Paul Vixie paul at redbarn.org
Thu Aug 27 00:36:57 UTC 2015



Mark Delany wrote:
> On 26Aug15, Paul Vixie allegedly wrote:
>
>>>> DNS server scale to million of requests per second on normal hardware
>>>> I have not yet heard of a web server scaling to that.
>>> Concur 100%.
>
>> my laptop can do thousands of dns-over-http queries per second between
>
>> i'm not recommending this. i don't like state.
>
> Well, some sort of state is needed. The question is, what sort is
> best.
>
> Consider: a completely idle TCP session can be expressed in a 100 byte
> tuple: 2 * (ip:port, seq:wsize, options, fudge). With appropriate OS
> support a DNS server could "collapse" the kernel and user memory cost
> of an idle socket then revivify it hours or days later when the next
> TCP packet comes in that matches the tuple.

you mean like we described here? (and which william later codified in
RFC 6013?)


   [MSV2009]  Metzger, P., Simpson, W., and P. Vixie, "Improving TCP
              Security With Robust Cookies", Usenix ;login:, December
              2009.  http://www.usenix.org/publications/login/
              2009-12/openpdfs/metzger.pdf




> In essence the TCP-tuple is a server-side cookie that provides enough
> information for the kernel to re-instantiate socket buffers, sequence
> numbers, timers and the like.
>
> OS support requires three parts: 1) Collapse an idle socket to a tuple
> 2) Revivify a socket from a tuple and 3) present candidate inbound TCP
> packets that may match a tuple. (Matching could be done in an app or
> the kernel, actually.)
>
> The instantiation cost has to be much cheaper than a full TCP setup
> and of course there is no need for a 3-way handshake.
>
> Over time a smart auth server could profile clients to categorize them
> into keep-active, collapse and dont-bother buckets to further optimize
> state costs.
>
> In this scenario, a busy auth may well have maybe 50,000 keep-active
> sockets and a couple of million collapsed sockets all fitting in a
> relatively modest memory footprint of, say, 20-50GB.
>
> The incentive is aligned for a server to implement this as it improves
> delivery of their content. A less busy server without the memory just
> wouldn't bother.

sing it, brother!

in TCPCT, we had it be that FIN was advisory, so a connection could be
restarted later and if both sides had remembered their previous
compressed connection state, then the old window size could be reused
from the get-go. this meant a single round trip to receive a reliable
multi-packet response without fear of DDoS. we thought this might have
some applicability to other protocols beyond just DNS, for example, HTTP.

later, a code point was not allocated to us, so we couldn't roll it out.

later, google reinvented this with a lot less security and called it TCPFO.

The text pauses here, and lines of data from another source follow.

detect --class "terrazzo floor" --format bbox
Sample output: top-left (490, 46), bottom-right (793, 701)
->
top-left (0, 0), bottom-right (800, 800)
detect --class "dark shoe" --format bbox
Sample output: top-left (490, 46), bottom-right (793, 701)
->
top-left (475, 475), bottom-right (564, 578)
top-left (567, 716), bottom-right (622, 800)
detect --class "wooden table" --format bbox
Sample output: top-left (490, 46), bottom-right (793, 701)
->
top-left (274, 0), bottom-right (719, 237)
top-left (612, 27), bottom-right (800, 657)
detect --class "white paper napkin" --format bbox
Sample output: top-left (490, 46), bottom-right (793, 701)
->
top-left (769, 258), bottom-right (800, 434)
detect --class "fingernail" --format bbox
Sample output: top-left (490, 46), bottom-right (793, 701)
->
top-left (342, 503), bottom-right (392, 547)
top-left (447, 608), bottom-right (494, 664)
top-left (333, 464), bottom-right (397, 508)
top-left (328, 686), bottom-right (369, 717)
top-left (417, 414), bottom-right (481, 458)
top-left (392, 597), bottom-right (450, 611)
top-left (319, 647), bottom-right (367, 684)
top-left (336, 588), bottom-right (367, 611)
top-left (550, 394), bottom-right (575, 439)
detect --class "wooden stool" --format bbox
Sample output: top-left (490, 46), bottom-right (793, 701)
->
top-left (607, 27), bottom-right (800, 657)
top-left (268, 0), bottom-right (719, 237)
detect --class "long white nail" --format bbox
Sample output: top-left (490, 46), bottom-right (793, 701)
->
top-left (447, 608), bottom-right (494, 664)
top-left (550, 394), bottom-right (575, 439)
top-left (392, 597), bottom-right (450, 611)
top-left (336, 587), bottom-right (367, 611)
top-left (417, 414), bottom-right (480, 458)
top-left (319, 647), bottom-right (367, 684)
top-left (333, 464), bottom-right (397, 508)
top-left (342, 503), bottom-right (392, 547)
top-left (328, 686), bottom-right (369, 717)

> Some caveats. DNS-over-HTTPS is much less amenable to this
> approach. You would not want to put such a server behind a stateful
> firewall...

you had me until that last part. DNS-over-HTTPS, crude and suppurating
hack that it is, would not even be aware of TCPCT under its covers.

i agree that you should never put any server behind a stateful firewall.